SPONSORED CONTENT: Safaricom celebrates 5 years since inception of jazz festival

What you need to know:

  • The telecommunications will this weekend be celebrating five years since they introduced Safaricom International Jazz Festival.

  • Highly acclaimed American jazz trio BWB will headline the festival at the Kasarani Training Grounds on February 25.

  • The group comprises guitarist Norman Brown, saxophonist Kirk Whalum and trumpeter Rick Braun.

For the past five years lovers of jazz music in Kenya have had something to celebrate about through Safaricom.

The telecommunications will this weekend be celebrating five years since they introduced Safaricom International Jazz Festival.

The festival has seen them bring the very best of local and international jazz music, delivering electric performances and getting you moving to everything from the legendary late Hugh Masekela’s signature sounds to the funky beat of the Nairobi Horns Project.

This year you can expect nothing less as they celebrate the 5th edition of the international festival with yet another line-up of brilliant performers from USA, Israel, Belgium, Germany, South Africa and Kenya.

AMERICAN JAZZ GROUP

Highly acclaimed American jazz trio BWB will headline the festival at the Kasarani Training Grounds on February 25.

The group comprises guitarist Norman Brown, saxophonist Kirk Whalum and trumpeter Rick Braun.

While this will be Braun’s maiden visit to Kenya, Whalum and Brown are no strangers to the jazz festival, having performed alongside Gerald Albright and Sheléa Frazier at the Safaricom Jazz Lounges in Nairobi and Mombasa in December 2016.

“This edition of the Safaricom International Jazz Festival has a special place in our hearts for many reasons. Not only are we celebrating five years of great live jazz performances from world renown and locally admired musicians, we are also celebrating the social impact we’ve created through funds raised from the Festival,” said Bob Collymore, Safaricom CEO.

MAKE JAZZ ACCESIBLE

“The whole idea of the festival is to make jazz music more accessible and inclusive, and to use this to break down barriers and create opportunities for talented Kenyan artistes to play alongside international stars and appeal to a larger local audience,” added Collymore who is the brains behind the festival.
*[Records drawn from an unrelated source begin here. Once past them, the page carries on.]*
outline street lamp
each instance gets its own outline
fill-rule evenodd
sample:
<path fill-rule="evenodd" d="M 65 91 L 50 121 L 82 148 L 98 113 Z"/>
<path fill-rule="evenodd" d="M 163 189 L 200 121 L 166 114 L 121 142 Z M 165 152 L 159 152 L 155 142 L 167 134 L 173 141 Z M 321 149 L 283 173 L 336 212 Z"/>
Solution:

BWB is expected to perform a wide selection from its massively popular Human Nature album.

Safaricom has donated over Sh37 million from proceeds of the jazz festival since it was first held in February 2014, enabling the Art of Music Foundation to scale up its Ghetto Classics programme and expand it to Mombasa, with plans to branch out to Kisumu next year.

GHETTO CLASSICS

Ghetto Classics is a community-based programme that aims to transform the lives of over 650 children in Korogocho, Huruma, Dandora and Mukuru kwa Reuben, as well as students from Farasi Lane Primary School and Muthangari Primary School in Nairobi.

The programme uses music education to provide the youth with opportunities to better themselves and their communities, equipping them with skills in live music performance as a means of breaking the cycle of poverty that many of them are born into.

The programme also provides them with income generating opportunities and has been supported by proceeds from the Safaricom International Jazz Festival since 2014.

BENEFICIARY

One of the biggest beneficiaries of the program is 22 year-old Brian Kepher who is considered to be one of the youngest conductors of classic music.

In a recent interview with Daily Nation, Kepher said if it was not for the sound of music he heard while visiting his mother’s kiosk who used to sell vegetables just opposite St John's Korogocho Community were Ghetto Classics are located he has no idea where his life will be now.

“I told her about the KDF band, she told me to go and listen to the children who were inside practicing. After a few months I joined the Ghetto Classics. When I walked in the first instrument I picked up was the bass drum,” he said.

Kepher, is one of the conductors of the Ghetto Classics Orchestra. He once used to sleep on the floor of a local church because there wasn’t enough room in his family’s home in Nairobi’s Korogocho slum. His love of music has seen him perform with Ghetto Classics for President Uhuru Kenyatta and Pope Francis when he visited Kenya.

The first edition of the Safaricom International Jazz Festival was held in February 2014 and was headlined by New-York based Cameroonian artist Richard Bona.